I'm transcribing a bit of "Put On A Happy Face" from Bye Bye Birdie and I'm stuck. I've listened to it a hundred times, slowed it down to listen, isolated different parts of the audio spectrum, and everything I can think of. I've got a good bit of the song done but at around 1:04, this happens...

Just after the vocal starts, something in the strings section (probably violin) starts what is either a long glissando or a very fast slurred run that rises over an octave before it joins with the flutes. I need a second set of ears, preferably a string player or someone who's played this part. Is it a gliss or a notated run here?

Can anyone help me figure out what's going on here? Am I hearing correctly that it starts on C#4 and ends on B5?

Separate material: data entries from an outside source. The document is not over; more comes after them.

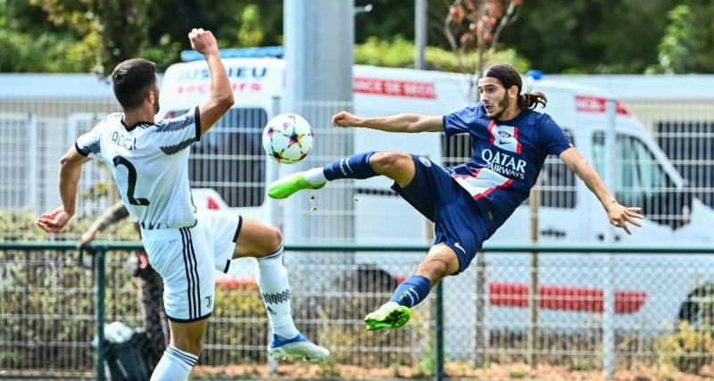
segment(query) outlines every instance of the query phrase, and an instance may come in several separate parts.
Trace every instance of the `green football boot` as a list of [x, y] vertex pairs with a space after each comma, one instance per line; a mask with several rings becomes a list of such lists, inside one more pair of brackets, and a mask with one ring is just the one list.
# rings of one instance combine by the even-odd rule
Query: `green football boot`
[[268, 187], [268, 195], [270, 198], [286, 198], [290, 195], [303, 189], [320, 189], [325, 183], [313, 186], [305, 180], [305, 172], [297, 172], [280, 178]]
[[387, 302], [377, 311], [364, 317], [367, 329], [377, 331], [384, 328], [399, 328], [411, 318], [411, 311], [407, 306], [394, 302]]

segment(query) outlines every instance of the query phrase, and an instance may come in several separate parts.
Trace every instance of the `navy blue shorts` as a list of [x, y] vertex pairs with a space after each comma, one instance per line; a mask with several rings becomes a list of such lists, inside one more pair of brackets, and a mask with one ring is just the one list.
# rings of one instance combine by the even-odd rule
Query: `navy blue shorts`
[[459, 272], [469, 267], [487, 238], [487, 227], [471, 195], [449, 172], [424, 156], [411, 155], [416, 173], [404, 187], [392, 189], [434, 222], [432, 244], [444, 243], [459, 257]]

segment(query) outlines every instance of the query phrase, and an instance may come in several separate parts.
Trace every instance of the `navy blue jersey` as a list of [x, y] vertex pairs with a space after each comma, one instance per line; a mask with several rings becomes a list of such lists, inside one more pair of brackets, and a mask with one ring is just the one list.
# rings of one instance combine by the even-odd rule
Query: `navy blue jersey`
[[471, 159], [446, 170], [480, 209], [500, 215], [499, 226], [528, 197], [545, 157], [572, 146], [548, 114], [523, 110], [511, 120], [496, 120], [481, 103], [444, 115], [444, 130], [472, 137]]

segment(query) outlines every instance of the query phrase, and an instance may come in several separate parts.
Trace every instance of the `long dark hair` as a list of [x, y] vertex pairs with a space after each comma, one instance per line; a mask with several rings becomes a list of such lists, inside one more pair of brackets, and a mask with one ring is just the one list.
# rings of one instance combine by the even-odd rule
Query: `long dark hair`
[[112, 87], [125, 112], [136, 110], [156, 83], [156, 64], [143, 58], [124, 61], [112, 73]]
[[508, 63], [494, 63], [484, 70], [484, 75], [482, 77], [491, 77], [500, 80], [506, 90], [512, 86], [517, 87], [519, 88], [519, 107], [520, 107], [521, 110], [533, 110], [537, 107], [538, 104], [542, 104], [545, 107], [545, 104], [548, 103], [548, 98], [545, 97], [545, 95], [539, 91], [520, 94], [520, 91], [523, 89], [523, 81], [520, 80], [520, 74], [518, 69], [514, 68], [513, 65]]

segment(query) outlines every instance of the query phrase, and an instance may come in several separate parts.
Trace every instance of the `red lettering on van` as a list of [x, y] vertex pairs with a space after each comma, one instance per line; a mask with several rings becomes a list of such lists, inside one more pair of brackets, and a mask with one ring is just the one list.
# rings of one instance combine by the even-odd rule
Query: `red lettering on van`
[[353, 87], [360, 94], [436, 99], [433, 82], [355, 77]]
[[[575, 95], [575, 103], [578, 112], [604, 113], [607, 111], [608, 100], [601, 96]], [[615, 112], [619, 115], [632, 113], [627, 106], [619, 101], [615, 101]]]

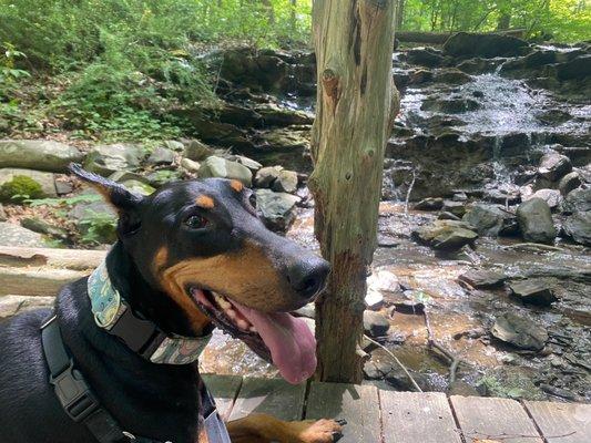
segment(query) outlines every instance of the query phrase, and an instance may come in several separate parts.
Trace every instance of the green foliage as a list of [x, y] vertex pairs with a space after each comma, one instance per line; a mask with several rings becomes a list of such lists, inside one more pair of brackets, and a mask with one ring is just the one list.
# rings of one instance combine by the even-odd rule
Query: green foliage
[[116, 240], [116, 218], [112, 214], [86, 210], [80, 224], [84, 228], [80, 239], [82, 244], [101, 245]]
[[43, 196], [41, 185], [27, 175], [16, 175], [0, 186], [0, 202], [23, 202]]
[[38, 198], [38, 199], [28, 199], [24, 203], [29, 204], [32, 207], [35, 206], [52, 206], [52, 207], [64, 207], [73, 206], [79, 203], [94, 203], [101, 202], [102, 197], [99, 194], [81, 194], [68, 198]]
[[562, 42], [591, 38], [591, 6], [587, 0], [398, 0], [397, 4], [404, 30], [519, 28], [528, 37]]

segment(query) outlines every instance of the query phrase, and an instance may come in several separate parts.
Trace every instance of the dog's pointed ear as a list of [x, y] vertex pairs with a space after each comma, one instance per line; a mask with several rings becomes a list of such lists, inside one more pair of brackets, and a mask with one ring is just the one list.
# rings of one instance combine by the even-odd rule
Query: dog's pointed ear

PS - I looked in the piano score and it simply shows a whole note C# with no further indication. I don't have access to a full score.

  • 5
    Transcription questions are off topic. That said, if you can’t tell the difference, that means however you notate it should be performed so listeners can’t the tell the difference either. So notate it either way - or really whichever one is easier. You don’t have to reproduce the original score exactly, just the original sound Oct 31 '21 at 7:04
  • 1
    This question is not about transcribing a song, just identifying a particular technique. Reopen Oct 31 '21 at 16:58
  • 1
    I edited the title to make it more obvious this was about identifying what was going on, not transcription guidance.
    – Doktor Mayhem
    Nov 1 '21 at 12:59
  • "I don't have access to a full score": there probably isn't one. The "piano/conductor" score is typically as close as you can get. You'd have to look at the violin parts to see precisely what's written.
    – phoog
    Nov 1 '21 at 15:20
  • @PiedPiper if you post this as an answer I'd accept it. Sounds accurate to me. Does it start with the highest note on middle c# or an octave higher?
    – nuggethead
    Nov 1 '21 at 16:41

The passage is a five-part chord glissando over two bars for the violins and the cellos. Amaj7 to G#9 and ending on F#7(6) in the third bar. The first violin notes are written as whole notes in the piano-vocal score (C# F# A#).


If you are writing for stringed instruments and specify a glissando, be aware that the player will perform this as a portamento, which means a smooth transition from the lower pitch to the higher, with every intervening tone being sounded. Walter Piston, in Orchestration, writes:

A true glissando is made with one finger, on one string, with legato bow, and when it is properly executed all intervening stages of pitch are sounded between the indicated limits.

Source: https://archive.org/stream/PistonWalterOrchestration1969/Piston%20Walter_Orchestration%20%281969%29_djvu.txt

In the case of your example, I hear two distinct glissandi, from C# to F# and finally from F# to A#. When notating your example, it's important to place the start and the end notes of the glissandi exactly on the beats that they occur. So the C# is a half note, followed by a whole note F# and a whole note A#.